Paul Hollywood's rye bread
Tip the flour into a large mixing bowl and add the salt to one side of the bowl and the yeast to the other. Add the treacle and three-quarters of the water and turn the mixture round with your fingers.
Continue to add the remaining water, a little at a time, until you’ve picked all of the flour from the sides of the bowl. You may not need to add all the water, or you may need to add a little more – you want dough that is soft, but not soggy. Use the mixture to clean the inside of the bowl and keep going until the mixture forms a rough dough.
Coat a clean work surface with a little olive oil, then tip the dough onto it and begin to knead. Keep kneading for 5-10 minutes. Work through the initial wet stage until the dough starts to form a soft skin.
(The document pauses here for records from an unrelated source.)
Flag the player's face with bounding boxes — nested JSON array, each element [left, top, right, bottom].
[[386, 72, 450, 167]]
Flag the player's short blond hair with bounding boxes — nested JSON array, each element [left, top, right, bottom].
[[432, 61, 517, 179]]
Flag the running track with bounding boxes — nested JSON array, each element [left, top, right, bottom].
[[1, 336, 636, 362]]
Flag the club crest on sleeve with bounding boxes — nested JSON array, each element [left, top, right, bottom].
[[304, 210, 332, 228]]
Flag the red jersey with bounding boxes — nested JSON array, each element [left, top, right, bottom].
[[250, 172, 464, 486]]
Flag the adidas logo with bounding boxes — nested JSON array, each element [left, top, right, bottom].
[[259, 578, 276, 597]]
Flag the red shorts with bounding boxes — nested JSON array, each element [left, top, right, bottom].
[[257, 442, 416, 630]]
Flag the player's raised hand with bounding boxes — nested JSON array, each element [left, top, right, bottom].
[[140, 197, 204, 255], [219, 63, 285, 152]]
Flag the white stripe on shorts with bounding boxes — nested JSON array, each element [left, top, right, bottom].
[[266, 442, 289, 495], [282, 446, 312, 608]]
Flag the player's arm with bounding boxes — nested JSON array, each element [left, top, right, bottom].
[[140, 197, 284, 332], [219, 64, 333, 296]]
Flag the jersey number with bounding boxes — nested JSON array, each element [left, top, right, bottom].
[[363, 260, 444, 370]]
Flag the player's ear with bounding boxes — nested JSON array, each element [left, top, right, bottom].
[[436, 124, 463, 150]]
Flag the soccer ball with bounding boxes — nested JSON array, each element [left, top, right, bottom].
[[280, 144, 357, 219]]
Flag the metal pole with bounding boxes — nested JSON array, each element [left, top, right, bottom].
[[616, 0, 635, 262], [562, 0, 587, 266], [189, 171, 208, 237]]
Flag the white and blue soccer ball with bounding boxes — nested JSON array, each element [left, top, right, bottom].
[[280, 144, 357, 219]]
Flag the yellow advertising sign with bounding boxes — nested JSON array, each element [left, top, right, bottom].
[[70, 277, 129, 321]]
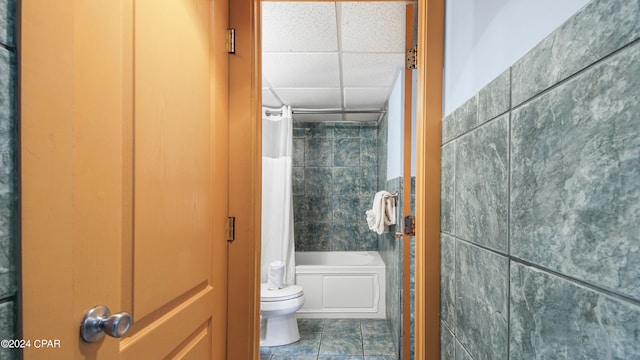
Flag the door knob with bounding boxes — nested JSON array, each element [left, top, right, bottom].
[[80, 305, 132, 343]]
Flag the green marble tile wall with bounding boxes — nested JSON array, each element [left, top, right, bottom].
[[0, 0, 17, 359], [376, 100, 417, 359], [440, 0, 640, 358], [378, 176, 416, 359], [292, 121, 379, 251]]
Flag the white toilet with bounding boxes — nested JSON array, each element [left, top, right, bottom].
[[259, 283, 305, 346]]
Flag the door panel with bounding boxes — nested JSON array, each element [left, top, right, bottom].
[[22, 1, 125, 357], [21, 0, 228, 358], [133, 0, 214, 320], [120, 288, 214, 358]]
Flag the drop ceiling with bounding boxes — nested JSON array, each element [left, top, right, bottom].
[[261, 2, 407, 122]]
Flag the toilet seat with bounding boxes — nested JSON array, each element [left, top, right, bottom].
[[260, 284, 303, 302]]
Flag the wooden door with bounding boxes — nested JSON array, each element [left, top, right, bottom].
[[21, 0, 229, 358]]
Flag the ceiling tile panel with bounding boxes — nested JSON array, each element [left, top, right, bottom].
[[263, 53, 341, 88], [261, 2, 407, 119], [340, 2, 406, 53], [273, 88, 342, 108], [342, 53, 404, 87], [262, 2, 338, 52], [344, 87, 391, 108]]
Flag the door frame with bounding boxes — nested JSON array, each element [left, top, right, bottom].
[[414, 0, 444, 358], [231, 0, 444, 358], [228, 0, 263, 359]]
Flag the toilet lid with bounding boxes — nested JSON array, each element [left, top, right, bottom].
[[260, 284, 303, 302]]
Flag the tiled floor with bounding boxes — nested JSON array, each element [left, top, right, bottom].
[[260, 318, 397, 360]]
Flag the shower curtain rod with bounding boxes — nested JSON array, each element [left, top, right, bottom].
[[264, 108, 386, 116]]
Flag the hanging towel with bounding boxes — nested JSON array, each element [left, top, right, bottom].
[[366, 191, 397, 235]]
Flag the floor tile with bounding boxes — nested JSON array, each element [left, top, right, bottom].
[[270, 333, 321, 356], [363, 334, 396, 356], [298, 318, 324, 333], [361, 319, 391, 336], [323, 319, 362, 334], [260, 346, 274, 360], [263, 317, 396, 359], [271, 355, 317, 360], [320, 334, 363, 355]]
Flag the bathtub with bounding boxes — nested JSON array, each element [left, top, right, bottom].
[[294, 251, 386, 319]]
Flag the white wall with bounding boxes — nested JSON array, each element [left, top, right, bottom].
[[411, 69, 416, 177], [444, 0, 589, 115], [387, 70, 418, 180], [387, 71, 404, 180]]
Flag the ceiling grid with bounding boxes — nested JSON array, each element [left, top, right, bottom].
[[262, 1, 406, 122]]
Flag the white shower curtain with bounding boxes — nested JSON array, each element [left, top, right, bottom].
[[261, 105, 295, 286]]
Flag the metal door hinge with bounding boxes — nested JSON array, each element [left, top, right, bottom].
[[227, 217, 235, 242], [403, 215, 415, 236], [226, 29, 236, 54], [406, 46, 417, 69]]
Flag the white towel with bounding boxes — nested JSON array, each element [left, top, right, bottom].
[[366, 191, 397, 235]]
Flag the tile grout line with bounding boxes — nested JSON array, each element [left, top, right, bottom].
[[452, 232, 640, 307], [510, 256, 640, 308], [360, 319, 364, 357], [316, 322, 323, 359], [506, 65, 513, 360], [0, 42, 14, 51], [0, 294, 17, 304]]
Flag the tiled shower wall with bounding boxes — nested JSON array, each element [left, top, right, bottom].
[[379, 176, 402, 356], [0, 0, 17, 359], [292, 121, 379, 251], [377, 110, 417, 359], [440, 0, 640, 358], [379, 176, 416, 359]]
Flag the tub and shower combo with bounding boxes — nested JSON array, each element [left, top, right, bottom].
[[259, 106, 388, 346]]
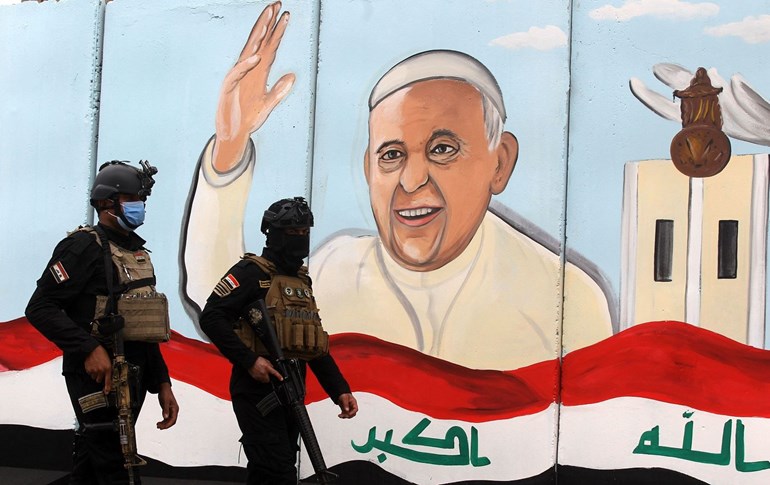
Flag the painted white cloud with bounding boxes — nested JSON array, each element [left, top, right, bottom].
[[489, 25, 568, 51], [705, 15, 770, 44], [590, 0, 719, 22]]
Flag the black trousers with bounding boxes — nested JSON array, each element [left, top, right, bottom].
[[231, 367, 300, 485], [65, 370, 147, 485]]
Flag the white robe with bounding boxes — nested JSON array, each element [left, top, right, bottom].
[[182, 136, 254, 316], [311, 213, 612, 370]]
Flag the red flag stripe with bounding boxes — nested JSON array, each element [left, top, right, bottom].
[[305, 333, 558, 421], [4, 318, 770, 419], [0, 317, 61, 371], [562, 320, 770, 417]]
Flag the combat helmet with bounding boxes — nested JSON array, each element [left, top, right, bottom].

You will find the dough feels different from conventional wheat flour dough – less smooth and stretchy.
Form the dough into a smooth, round cob shape by turning it on the surface and tucking the edges underneath until the top is smooth and tight. Generously dust the inside of a large, round proving basket with rye flour. Put the dough into it, placing the smooth top-side down. Cover with a tea towel to protect the dough and prevent a skin forming on the top.
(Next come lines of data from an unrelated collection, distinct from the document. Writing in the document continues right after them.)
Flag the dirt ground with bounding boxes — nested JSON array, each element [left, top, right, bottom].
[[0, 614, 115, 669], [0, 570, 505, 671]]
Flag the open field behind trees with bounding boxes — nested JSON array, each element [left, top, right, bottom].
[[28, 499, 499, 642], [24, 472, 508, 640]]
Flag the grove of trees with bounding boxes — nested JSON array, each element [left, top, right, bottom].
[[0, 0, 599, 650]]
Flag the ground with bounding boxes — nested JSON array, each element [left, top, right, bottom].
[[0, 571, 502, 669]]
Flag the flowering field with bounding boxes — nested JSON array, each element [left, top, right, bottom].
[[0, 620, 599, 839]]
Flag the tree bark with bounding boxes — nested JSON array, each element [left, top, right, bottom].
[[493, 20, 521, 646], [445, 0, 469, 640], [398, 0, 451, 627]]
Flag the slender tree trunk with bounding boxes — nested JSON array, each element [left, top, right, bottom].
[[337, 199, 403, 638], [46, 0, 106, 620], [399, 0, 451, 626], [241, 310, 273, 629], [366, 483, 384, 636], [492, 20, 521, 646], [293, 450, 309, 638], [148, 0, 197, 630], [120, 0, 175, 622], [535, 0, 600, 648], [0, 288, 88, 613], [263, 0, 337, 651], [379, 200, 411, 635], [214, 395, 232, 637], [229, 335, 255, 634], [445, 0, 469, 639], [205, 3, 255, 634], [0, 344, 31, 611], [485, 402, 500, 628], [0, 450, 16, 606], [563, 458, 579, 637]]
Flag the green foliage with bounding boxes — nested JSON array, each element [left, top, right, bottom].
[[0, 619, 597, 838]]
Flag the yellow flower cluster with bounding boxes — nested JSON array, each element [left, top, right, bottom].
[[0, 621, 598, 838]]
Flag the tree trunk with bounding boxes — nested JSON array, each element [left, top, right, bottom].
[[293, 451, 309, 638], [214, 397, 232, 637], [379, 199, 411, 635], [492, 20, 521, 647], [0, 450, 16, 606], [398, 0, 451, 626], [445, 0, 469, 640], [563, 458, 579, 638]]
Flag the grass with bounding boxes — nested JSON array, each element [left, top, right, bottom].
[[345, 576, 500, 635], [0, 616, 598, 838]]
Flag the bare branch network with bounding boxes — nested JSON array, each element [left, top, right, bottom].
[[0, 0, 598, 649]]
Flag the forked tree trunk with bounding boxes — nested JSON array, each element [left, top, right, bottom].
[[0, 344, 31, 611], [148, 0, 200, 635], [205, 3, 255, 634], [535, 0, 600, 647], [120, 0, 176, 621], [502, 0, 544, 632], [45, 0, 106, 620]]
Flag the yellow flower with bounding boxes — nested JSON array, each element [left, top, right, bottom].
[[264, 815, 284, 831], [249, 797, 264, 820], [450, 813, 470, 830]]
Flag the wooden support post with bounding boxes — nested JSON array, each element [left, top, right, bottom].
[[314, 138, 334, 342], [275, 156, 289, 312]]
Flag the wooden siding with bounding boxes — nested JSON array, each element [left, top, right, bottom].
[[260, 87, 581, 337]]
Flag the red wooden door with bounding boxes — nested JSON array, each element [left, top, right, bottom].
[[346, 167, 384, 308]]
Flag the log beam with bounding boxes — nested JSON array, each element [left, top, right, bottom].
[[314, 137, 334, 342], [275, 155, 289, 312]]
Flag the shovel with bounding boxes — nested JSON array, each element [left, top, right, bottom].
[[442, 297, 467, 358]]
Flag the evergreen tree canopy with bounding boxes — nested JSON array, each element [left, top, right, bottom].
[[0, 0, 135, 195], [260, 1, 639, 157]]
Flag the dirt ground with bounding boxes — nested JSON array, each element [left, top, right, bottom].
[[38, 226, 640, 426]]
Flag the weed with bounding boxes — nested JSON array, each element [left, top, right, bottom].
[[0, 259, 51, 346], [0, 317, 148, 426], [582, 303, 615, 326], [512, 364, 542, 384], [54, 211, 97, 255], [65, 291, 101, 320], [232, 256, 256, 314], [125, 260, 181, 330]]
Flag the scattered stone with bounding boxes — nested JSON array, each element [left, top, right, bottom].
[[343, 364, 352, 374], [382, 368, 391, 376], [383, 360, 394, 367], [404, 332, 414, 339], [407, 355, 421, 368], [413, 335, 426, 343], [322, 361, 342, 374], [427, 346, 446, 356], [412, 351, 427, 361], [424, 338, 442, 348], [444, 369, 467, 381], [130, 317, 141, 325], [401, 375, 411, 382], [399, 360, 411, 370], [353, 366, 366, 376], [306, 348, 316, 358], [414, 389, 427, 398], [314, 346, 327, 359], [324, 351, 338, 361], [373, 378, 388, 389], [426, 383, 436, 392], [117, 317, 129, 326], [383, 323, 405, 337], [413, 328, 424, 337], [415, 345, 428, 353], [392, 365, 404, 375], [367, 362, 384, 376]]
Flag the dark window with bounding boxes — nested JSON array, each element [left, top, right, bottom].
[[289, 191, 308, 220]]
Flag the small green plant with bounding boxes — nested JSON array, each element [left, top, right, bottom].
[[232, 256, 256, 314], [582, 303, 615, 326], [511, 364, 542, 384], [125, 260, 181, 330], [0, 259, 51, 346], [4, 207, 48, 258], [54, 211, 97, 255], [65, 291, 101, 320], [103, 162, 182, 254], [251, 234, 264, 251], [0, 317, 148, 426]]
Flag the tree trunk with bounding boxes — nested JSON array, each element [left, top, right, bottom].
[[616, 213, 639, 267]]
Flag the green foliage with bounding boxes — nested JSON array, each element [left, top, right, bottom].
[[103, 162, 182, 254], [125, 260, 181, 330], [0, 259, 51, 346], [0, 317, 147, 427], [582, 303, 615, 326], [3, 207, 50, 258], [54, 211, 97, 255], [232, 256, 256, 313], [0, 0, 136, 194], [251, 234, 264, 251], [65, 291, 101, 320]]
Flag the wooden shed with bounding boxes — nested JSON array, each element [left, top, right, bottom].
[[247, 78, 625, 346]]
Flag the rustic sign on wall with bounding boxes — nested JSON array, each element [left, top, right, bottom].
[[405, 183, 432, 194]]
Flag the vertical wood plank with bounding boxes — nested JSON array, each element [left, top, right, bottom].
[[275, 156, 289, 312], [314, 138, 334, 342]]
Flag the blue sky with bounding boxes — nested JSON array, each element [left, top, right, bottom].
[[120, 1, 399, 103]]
Leave to prove for about eight hours or ideally overnight. The dough will double in size eventually, but will take considerable longer than wheat-flour breads.
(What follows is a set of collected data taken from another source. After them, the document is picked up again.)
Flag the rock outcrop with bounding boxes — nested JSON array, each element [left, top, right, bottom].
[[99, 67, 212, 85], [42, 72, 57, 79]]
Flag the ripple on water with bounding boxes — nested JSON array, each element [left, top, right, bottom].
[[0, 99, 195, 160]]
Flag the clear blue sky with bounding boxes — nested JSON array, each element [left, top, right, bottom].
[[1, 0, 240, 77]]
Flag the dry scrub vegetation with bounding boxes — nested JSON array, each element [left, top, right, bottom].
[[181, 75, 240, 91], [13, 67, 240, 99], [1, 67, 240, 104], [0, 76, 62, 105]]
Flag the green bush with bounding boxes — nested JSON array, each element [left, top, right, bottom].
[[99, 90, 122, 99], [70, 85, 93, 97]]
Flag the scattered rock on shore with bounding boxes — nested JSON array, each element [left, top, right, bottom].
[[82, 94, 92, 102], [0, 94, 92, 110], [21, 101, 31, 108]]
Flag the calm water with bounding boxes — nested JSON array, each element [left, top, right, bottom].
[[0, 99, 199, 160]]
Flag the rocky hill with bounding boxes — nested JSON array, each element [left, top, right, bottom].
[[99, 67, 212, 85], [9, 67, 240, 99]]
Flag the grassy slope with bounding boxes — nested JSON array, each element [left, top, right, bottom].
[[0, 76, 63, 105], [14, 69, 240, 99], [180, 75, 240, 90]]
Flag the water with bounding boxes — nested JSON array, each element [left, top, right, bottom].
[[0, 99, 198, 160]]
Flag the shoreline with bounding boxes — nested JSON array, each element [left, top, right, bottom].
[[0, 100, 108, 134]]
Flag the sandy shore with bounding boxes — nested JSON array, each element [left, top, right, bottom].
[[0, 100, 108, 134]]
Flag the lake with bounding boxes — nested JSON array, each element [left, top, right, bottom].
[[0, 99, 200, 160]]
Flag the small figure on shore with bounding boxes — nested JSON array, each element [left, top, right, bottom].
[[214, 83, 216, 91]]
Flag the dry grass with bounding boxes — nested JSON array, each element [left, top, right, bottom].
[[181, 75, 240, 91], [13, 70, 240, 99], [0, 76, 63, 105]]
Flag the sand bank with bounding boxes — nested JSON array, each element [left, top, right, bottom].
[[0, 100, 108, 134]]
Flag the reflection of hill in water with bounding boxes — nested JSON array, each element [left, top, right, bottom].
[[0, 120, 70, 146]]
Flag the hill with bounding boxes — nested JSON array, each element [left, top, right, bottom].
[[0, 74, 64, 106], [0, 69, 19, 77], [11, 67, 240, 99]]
Preheat the oven to 220C/425F/Gas 7 and put a roasting tray in the bottom to heat up. Line a baking tray with parchment or silicone paper.
When the roasting tray is hot, half fill it with boiling water and return it to the bottom of the oven (this will create steam and help form a good crust).
When the loaf is risen, invert it carefully onto the prepared tray. The basket should have left a pattern on the surface of the dough. Slash a deep crosshatch pattern on the top with a sharp knife. Bake for 30 minutes. To test, tap the base of the loaf – it should sound hollow.
Remove from the oven to cool and serve in slices.